- Gray and/or brown staining on the interior of a dishwasher tub can be a calcium or iron build-up. This is a water condition and may re-appear after cleaning.
To remove these stains, do the following:
- Fill the detergent cup with citric acid crystals.
- Run the dishwasher through a normal cycle.
- Rinse thoroughly by running the dishwasher through another cycle without the crystals but with a full cup of detergent.
- A severe mineral build up may require a second treatment to remove all of the accumulation.

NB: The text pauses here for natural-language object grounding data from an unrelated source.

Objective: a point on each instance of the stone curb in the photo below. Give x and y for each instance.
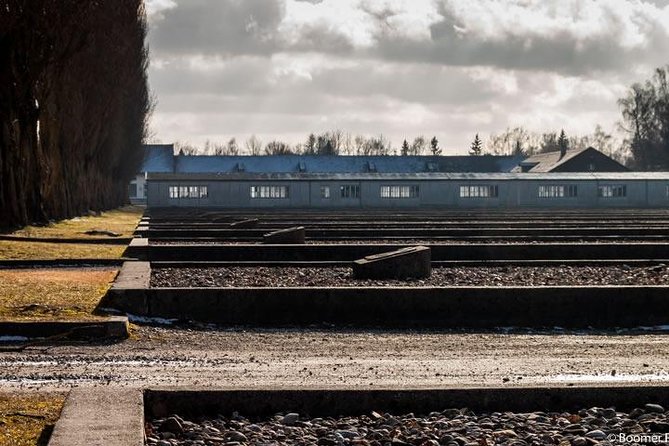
(100, 417)
(56, 263)
(113, 327)
(86, 241)
(115, 417)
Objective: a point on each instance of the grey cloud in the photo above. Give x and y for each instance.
(224, 28)
(252, 76)
(561, 51)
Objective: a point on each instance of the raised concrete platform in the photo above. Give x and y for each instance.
(249, 223)
(138, 249)
(113, 327)
(410, 262)
(334, 402)
(290, 236)
(101, 417)
(395, 307)
(340, 252)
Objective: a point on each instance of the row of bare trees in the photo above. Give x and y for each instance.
(335, 142)
(73, 106)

Note: Generally, this procedure should be completed in an empty dishwasher. If dish and glassware have a mineral build up, they can be placed in the dishwasher during this process to remove the accumulated minerals. Never place silverware, aluminum items or other metals in the dishwasher during this process to avoid the possibility of tarnishing. Dishes or glasses with "patterns" should not be left in dishwasher when doing a citric acid treatment. Some"patterns"may be damaged or washed off.

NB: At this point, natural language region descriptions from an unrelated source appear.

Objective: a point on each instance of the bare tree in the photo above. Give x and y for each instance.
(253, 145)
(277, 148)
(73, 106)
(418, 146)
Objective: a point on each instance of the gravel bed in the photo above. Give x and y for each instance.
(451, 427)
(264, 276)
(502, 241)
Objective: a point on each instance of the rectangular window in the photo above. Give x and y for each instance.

Citric acid crystals are sometimes called Sour Salt and are available at some drug stores and most grocery stores in the canning or spice section. GE Parts also stocks Citric Acid Crystals as part number WD35X151.
Citric acid is available in liquid or crystal form. GE recommends crystals because they will remain in the detergent cup until the cup opens. Liquid citric acid may run out of the detergent cup before the detergent cup opens.

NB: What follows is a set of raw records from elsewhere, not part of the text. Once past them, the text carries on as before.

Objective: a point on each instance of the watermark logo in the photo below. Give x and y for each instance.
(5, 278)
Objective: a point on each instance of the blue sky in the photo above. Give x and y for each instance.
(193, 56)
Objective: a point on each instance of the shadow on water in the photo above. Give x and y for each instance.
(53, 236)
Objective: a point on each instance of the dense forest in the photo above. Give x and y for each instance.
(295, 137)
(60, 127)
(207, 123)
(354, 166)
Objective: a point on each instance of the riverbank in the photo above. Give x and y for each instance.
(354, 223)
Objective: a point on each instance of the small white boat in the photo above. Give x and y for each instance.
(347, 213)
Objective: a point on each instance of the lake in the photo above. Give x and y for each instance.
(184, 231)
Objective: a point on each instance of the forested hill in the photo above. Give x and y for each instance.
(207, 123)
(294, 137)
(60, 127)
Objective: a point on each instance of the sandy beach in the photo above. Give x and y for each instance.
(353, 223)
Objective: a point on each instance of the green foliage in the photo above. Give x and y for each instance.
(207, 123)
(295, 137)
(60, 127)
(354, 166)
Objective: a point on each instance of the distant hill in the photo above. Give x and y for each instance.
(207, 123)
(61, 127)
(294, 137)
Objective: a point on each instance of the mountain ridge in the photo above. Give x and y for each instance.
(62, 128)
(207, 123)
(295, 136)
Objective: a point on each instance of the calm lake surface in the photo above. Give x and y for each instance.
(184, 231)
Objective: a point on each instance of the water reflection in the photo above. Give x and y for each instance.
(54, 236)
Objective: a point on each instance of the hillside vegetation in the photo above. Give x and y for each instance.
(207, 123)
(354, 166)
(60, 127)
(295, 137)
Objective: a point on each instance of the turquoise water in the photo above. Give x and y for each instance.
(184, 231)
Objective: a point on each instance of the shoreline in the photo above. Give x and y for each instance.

NOTE:Citric acid may be used in stainless steel interior dishwashers.
- Red, pink or orange stains are most likely caused by a tomato-based product, such as pasta sauce. This stain is not easily removed, but will fade over time.
Note: Citric acid will not have an effect on red, pink or orange stains.
To keep this from happening in the future, remove any excess tomato sauce from your dishes before loading them in the dishwasher. Staining can also be minimized by running your dishwasher immediately after loading with dishes that have tomato sauce on them.
- Rust stains are generally from one of three sources:
- Stains from objects placed inside the dishwasher such as pizza pans.
- Rust stains appearing to originate on stainless steel parts inside the dishwasher.
- Rust from the water supply.
Rust stains from objects placed inside the dishwasher can usually be lightened or removed with a citric acid treatment. Follow the steps described above. To prevent a reoccurrence, keep those objects out of the dishwasher or prevent them from coming in contact with the dishwasher tub. This situation can occur on both plastic and stainless steel tub models.
Rusting of the Calrod® heating element, stainless steel screws and stainless steel supporting brackets is usually caused by surface iron on those parts. This is cosmetic. The parts themselves are not rusting. The rust may show up on the part, on the tub bottom under the Calrod or on the tub surrounding the affected part. The rust stain can usually be be lightened or removed with the citric acid treatment described above. After one treatment the rust stains will usually not reappear.
Rust coming from the house water supply could be the indication of a plumbing problem requiring the attention of a plumber. The water itself could also contain rust. There are many types of filters available through plumbing contractors that can aid in the control of rust.
GE also recommends Iron-Out® for removing rust deposit from the interiors. Iron-Out® should be placed directly on the affected area for best results. DO NOT put Iron-Out® in the detergent cup & run it through a cycle.
- Yellow stain or ring under the heating element: This is a build up of minerals that have come off the heating element during many dishwasher cycles This can be removed by wiping it with a mild cleanser and a towel. Use abrasive free cleansers on stainless steel tubs with this problem.
An overall yellow staining is probably caused by minerals from the household water supply, coffee or tea and can be cleaned using citric acid. Information on using citric acid.
- Green stains are typically caused by specific types of detergents that contain dye or color pigments. Some gel type detergents have been tested and proven to cause this staining after prolonged use. Switching to a different detergent is the best way to prevent these stains.
- White stains/film on the tub are caused by hard water minerals. Over time, hard water build-up can cause damage to components of the dishwasher. You may want to consider installing a water softener. · Remove the mineral build up with the citric acid treatment described above.